Satan comes first with a spirit of error and then of persecution; he poisons men’s minds with error and then fills their hearts with anger against believers. It its impossible for error to bring any kind of peace; it is a brat of hell that must favor its father. Whatever comes from below can be neither pure nor peaceable. God has let this sulfureous spirit of error remain but He has given us the girdle of truth for protection.
But not everyone who applauds truth will follow when it leads him to prison. And not everyone who preaches it is willing to suffer for it. Arguments are harmless things – blunt weapons which bring no blood. But when we suffer we are called to fight with the enemies of truth. And this requires more than a sharp tongue and logical brain. Where will disputers be then? They will appear like cowardly soldiers, who, in basic training when no enemy was in sight, seemed to be as brave as decorated heroes. To be on truth’s side then meant only recognition and reward, not danger and death. But God has chosen the foolish to confound the wise in this service – the humble Christian, by his faith, patience and love for truth – to shame men of high standing and no grace.
The worst that enemies can do is imprisionment or death. But, ‘love is as strong as death’ (Song of Solomon 8:6). It kills the very heart of death itself. Love does not complain about suffering. Jacob endured the heat of the day and the cold of the night for the love of Rachel. Love is venturous. Jonathan threw away a kingdom and met the anger of an enraged father for David’s sake. Love never thinks of itself as a loser as long as it keeps its beloved; it is ready for any danger so it can sacrifice itself for its chosen one.
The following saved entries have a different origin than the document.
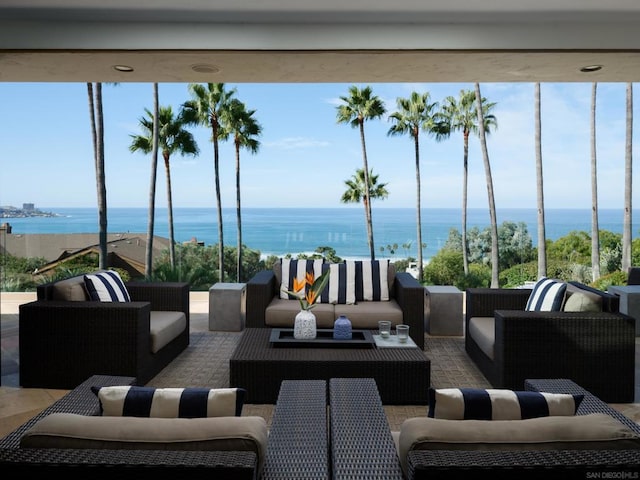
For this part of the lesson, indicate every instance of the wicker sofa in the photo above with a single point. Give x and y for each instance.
(266, 309)
(299, 421)
(596, 349)
(65, 337)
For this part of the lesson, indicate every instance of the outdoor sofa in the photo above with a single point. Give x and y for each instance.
(401, 302)
(362, 445)
(65, 337)
(594, 347)
(546, 460)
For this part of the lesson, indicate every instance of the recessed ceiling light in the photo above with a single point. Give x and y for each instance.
(123, 68)
(205, 68)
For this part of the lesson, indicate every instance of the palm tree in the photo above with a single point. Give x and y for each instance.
(595, 237)
(460, 115)
(542, 245)
(359, 106)
(356, 191)
(243, 127)
(414, 114)
(148, 269)
(208, 102)
(495, 280)
(172, 138)
(97, 134)
(628, 162)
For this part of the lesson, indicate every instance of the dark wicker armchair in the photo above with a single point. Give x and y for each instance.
(62, 343)
(594, 349)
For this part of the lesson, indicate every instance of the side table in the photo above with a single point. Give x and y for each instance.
(443, 310)
(629, 301)
(227, 306)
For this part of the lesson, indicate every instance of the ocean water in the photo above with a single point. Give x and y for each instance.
(279, 231)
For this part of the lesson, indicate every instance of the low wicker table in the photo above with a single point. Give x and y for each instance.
(402, 375)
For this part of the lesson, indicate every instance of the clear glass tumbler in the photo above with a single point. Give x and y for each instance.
(402, 331)
(384, 327)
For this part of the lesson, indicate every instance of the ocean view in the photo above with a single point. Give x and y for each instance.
(279, 231)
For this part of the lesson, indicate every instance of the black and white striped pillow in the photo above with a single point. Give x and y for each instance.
(106, 286)
(547, 296)
(134, 401)
(499, 404)
(294, 268)
(341, 288)
(372, 282)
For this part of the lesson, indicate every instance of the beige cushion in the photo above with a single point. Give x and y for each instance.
(582, 302)
(595, 431)
(71, 289)
(164, 327)
(585, 301)
(483, 332)
(68, 430)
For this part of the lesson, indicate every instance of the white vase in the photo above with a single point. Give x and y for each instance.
(305, 325)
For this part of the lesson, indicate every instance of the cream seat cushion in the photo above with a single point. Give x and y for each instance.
(594, 431)
(69, 430)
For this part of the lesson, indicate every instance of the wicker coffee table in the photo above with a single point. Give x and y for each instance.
(401, 374)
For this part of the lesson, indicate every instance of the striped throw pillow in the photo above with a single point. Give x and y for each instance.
(106, 287)
(134, 401)
(294, 268)
(341, 288)
(499, 404)
(372, 280)
(547, 296)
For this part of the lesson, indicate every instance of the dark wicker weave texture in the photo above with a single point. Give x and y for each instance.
(361, 443)
(209, 464)
(402, 374)
(547, 464)
(595, 349)
(298, 442)
(76, 340)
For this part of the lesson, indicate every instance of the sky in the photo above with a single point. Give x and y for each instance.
(305, 156)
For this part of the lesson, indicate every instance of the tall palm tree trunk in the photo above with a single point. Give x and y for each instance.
(465, 181)
(238, 216)
(418, 208)
(367, 199)
(172, 240)
(97, 132)
(542, 236)
(595, 235)
(216, 167)
(495, 281)
(626, 226)
(148, 269)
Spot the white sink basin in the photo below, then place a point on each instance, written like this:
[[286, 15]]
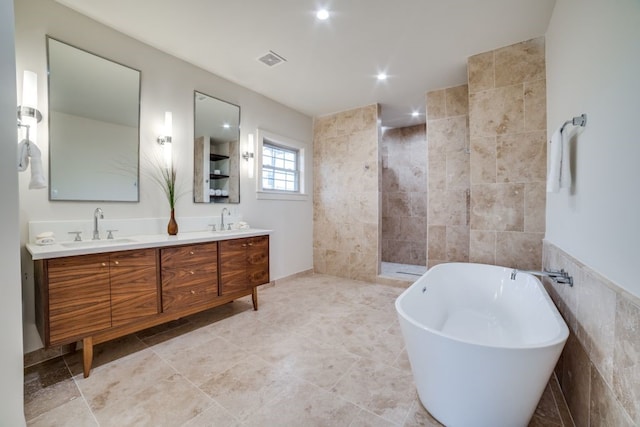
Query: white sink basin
[[94, 243]]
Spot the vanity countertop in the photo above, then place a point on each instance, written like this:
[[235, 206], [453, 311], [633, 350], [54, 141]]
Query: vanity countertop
[[85, 247]]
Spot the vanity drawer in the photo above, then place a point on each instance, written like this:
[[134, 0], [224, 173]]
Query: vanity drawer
[[183, 288], [189, 276], [192, 255]]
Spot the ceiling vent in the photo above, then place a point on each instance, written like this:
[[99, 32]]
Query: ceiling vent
[[271, 59]]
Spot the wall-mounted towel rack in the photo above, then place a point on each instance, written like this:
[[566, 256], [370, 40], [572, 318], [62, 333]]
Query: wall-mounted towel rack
[[580, 120]]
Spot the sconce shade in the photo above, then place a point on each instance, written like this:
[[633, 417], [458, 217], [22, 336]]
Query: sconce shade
[[30, 89], [168, 124], [167, 129]]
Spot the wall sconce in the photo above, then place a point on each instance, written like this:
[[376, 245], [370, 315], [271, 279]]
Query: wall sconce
[[28, 114], [248, 155], [28, 118], [165, 139], [168, 129]]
This kind of love has made saints abandon their worldly possessions, family relations, and even their bodies with joy, not counting it loss to part with them. ‘They loved not their lives unto the death’ (Rev. 12:11). Life itself became their enemy when it came between them and truth.
A man does not love his arm or leg too much to keep it if it hazards the rest of his body; he agrees to have it cut off. Thus David courageously kept his priorities straight when his life was at stake; ‘The wicked have waited for me to destroy me; but I will consider thy testimonies’ (Ps 119:95). A carnal heart would consider the danger to his business, wife, children, or at least his own life. But David’s heart was fixed on a better subject. – he focused on God’s tetimonies and the sweetness pouring in upon his soul as he meditated on them. The more he cleaved to truth, the more his troubles seemed but light afflictions.
It is a mystery to the world why men will risk their lives for what it thinks are only opinions. When our Savior told Pilate that He had come into the world to ‘bear witness to the truth,’ Pilate asked, ‘What is truth?’ (John 18:38). It is as if he had said, ‘Is this any time to be thinking about truth, when your life is in such danger? What is truth anyway, that you should venture so much for it?’ The saint full of God’s grace might better ask in holy scorn, ‘What are the riches and honors and the fading pleasures of this cheating world? What is life itself, that any or all of these should oppose truth?’
Every man goes where his love carries him. If the world has your love, you will spend your life for it; but if truth has your love, you will interpose with your life rather than let it be mangled. Be careful that your love for truth is sincere, though, or it will leave you at the prison door.
Taking a stand for Christ might cost us our family, our home, our job, perhaps even our friends. I would rather be a ‘prisoner’ on the side of Christ then a prisoner of this world.